Donald Trump’s bond on racketeering and conspiracy charges relating to attempted election subversion in Georgia was set at $200,000.
In a court document posted online on Monday, bond amounts for the 13 charges against the former president ranged from $10,000, for counts including criminal conspiracy and filing false documents, to $80,000, for a violation of the Georgia Rico Act, often used against organised crime.
Terms included a prohibition of “act[ing] to intimidate any person known to … be a codefendant or witness in this case”, including in “posts on social media”.
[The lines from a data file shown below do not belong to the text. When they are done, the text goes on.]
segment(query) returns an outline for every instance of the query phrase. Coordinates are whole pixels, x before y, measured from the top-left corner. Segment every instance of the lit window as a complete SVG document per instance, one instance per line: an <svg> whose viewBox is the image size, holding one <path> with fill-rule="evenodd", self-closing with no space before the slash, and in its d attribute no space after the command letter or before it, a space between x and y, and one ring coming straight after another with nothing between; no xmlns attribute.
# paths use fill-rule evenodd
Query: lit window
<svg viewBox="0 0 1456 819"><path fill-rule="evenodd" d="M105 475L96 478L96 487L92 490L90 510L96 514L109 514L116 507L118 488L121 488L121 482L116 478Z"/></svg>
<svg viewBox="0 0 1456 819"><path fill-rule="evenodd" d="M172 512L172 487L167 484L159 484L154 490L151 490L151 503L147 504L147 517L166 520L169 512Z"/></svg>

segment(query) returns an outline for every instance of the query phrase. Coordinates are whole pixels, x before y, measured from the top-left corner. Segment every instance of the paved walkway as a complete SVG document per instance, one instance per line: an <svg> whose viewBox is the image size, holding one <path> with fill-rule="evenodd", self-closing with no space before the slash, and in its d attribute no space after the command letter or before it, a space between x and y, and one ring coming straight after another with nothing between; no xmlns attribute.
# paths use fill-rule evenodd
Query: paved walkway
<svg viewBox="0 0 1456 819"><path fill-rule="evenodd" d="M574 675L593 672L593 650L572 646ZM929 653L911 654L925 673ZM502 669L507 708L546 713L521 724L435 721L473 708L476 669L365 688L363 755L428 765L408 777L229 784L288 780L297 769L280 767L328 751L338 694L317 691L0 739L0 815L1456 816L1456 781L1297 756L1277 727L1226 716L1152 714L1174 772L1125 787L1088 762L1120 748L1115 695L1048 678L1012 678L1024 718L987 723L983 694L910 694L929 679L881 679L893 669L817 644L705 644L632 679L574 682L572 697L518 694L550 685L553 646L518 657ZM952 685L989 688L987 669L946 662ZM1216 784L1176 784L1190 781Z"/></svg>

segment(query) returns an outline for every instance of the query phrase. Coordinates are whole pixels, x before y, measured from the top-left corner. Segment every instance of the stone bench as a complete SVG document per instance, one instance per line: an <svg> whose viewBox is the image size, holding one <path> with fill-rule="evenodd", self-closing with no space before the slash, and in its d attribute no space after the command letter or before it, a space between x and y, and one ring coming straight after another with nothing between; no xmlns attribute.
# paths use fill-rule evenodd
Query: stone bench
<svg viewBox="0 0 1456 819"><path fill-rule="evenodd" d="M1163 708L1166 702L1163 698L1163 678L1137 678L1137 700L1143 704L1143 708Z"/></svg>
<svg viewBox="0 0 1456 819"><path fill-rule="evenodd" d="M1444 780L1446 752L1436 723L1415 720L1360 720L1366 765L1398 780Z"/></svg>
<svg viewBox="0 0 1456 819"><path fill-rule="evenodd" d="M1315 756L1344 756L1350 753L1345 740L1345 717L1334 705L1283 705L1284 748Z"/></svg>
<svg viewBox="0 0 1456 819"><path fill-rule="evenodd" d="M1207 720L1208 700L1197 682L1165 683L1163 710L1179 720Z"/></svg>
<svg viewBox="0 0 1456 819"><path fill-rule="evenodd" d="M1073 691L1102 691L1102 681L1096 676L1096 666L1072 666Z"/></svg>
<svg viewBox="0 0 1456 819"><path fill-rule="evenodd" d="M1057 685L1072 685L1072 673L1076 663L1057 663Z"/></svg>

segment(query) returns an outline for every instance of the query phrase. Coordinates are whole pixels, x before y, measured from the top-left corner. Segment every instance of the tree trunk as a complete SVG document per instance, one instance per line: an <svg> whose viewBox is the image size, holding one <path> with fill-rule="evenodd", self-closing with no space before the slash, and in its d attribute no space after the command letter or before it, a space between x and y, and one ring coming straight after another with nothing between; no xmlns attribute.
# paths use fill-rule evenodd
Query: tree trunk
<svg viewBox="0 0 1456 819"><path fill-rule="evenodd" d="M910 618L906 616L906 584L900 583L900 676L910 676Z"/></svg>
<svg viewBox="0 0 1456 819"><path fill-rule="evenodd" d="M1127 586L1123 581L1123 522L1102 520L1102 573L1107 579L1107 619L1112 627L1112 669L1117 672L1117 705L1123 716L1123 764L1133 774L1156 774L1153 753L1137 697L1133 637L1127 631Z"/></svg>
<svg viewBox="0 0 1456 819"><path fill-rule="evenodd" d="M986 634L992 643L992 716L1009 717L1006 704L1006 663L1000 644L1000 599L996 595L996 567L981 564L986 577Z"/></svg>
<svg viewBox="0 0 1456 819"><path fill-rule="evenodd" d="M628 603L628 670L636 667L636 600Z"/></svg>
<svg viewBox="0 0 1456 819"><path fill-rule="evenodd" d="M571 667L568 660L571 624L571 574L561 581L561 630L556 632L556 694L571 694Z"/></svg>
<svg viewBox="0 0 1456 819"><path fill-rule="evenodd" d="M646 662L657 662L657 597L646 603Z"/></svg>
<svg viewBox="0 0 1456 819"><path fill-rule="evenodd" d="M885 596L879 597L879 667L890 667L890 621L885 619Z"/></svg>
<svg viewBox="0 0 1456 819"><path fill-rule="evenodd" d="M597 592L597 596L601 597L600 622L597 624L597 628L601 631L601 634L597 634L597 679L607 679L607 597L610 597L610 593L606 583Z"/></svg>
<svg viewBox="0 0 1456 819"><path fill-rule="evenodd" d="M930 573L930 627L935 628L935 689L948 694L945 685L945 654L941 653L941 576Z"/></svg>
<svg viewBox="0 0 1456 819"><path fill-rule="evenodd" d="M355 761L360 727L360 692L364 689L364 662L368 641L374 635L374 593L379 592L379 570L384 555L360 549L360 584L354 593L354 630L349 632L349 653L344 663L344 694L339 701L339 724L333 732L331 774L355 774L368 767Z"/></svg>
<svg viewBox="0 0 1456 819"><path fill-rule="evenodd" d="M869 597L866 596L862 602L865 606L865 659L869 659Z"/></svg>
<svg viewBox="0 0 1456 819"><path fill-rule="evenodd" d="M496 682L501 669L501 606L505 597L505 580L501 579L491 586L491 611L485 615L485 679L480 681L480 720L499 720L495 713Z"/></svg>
Authorities in Georgia are investigating threats made to grand jurors.
The bond document also said Trump “shall not communicate in any way, directly or indirectly, about the facts of this case with any person known to him to be a codefendant in this case except through his or her counsel”.
John Eastman, a law professor who advised Trump in his attempt to overturn his defeat by Joe Biden in 2020, saw bond set at $100,000.
Defendants also include the former New York mayor and Republican presidential hopeful Rudy Giuliani. The deadline for defendants to turn themselves in is 12pm ET on Friday.
The document concerning Trump’s bond was signed by Scott McAfee, a superior court judge, three Trump lawyers and Fani Willis, the district attorney of Fulton county who last week secured indictments of Trump and 18 aides and allies.
Willis has proposed that arraignments begin in the week of 5 September before a trial in March.
Trump denies wrongdoing in Georgia and in three other indictments which have produced a total of 91 criminal charges.
The charges cover federal and state election subversion in 2020, the retention of classified information after leaving office, and hush-money payments to a porn star during the 2016 election.
Despite such unprecedented legal jeopardy – to which can be added civil investigations of Trump’s business affairs and a defamation case in which a judge said Trump was adjudicated a rapist – the former president dominates the race for the Republican presidential nomination.
Ahead of the first debate on Wednesday, which Trump will not attend, he leads his nearest challenger, Florida governor Ron DeSantis, by about 40 points in national polling averages and by wide margins in key states.
On social media on Monday, some observers doubted that Trump, notorious for attacking enemies on social media (which he did the same day, aiming at the Georgia governor, Brian Kemp), would abide by the terms of his bond.
“Barring a real come-to-Jesus moment,” said Anthony Michael Kreis, a Georgia State law professor, “the only way Trump doesn’t violate his … conditions is if his lawyers confiscate his phone.”
Others noted how Trump has leveraged his predicament to fund his campaign to return to the White House, widely seen as his best hope of avoiding prison.
Ron Filipkowski, a Florida attorney turned viral Trump critic, said it was “time to shake down the donors”.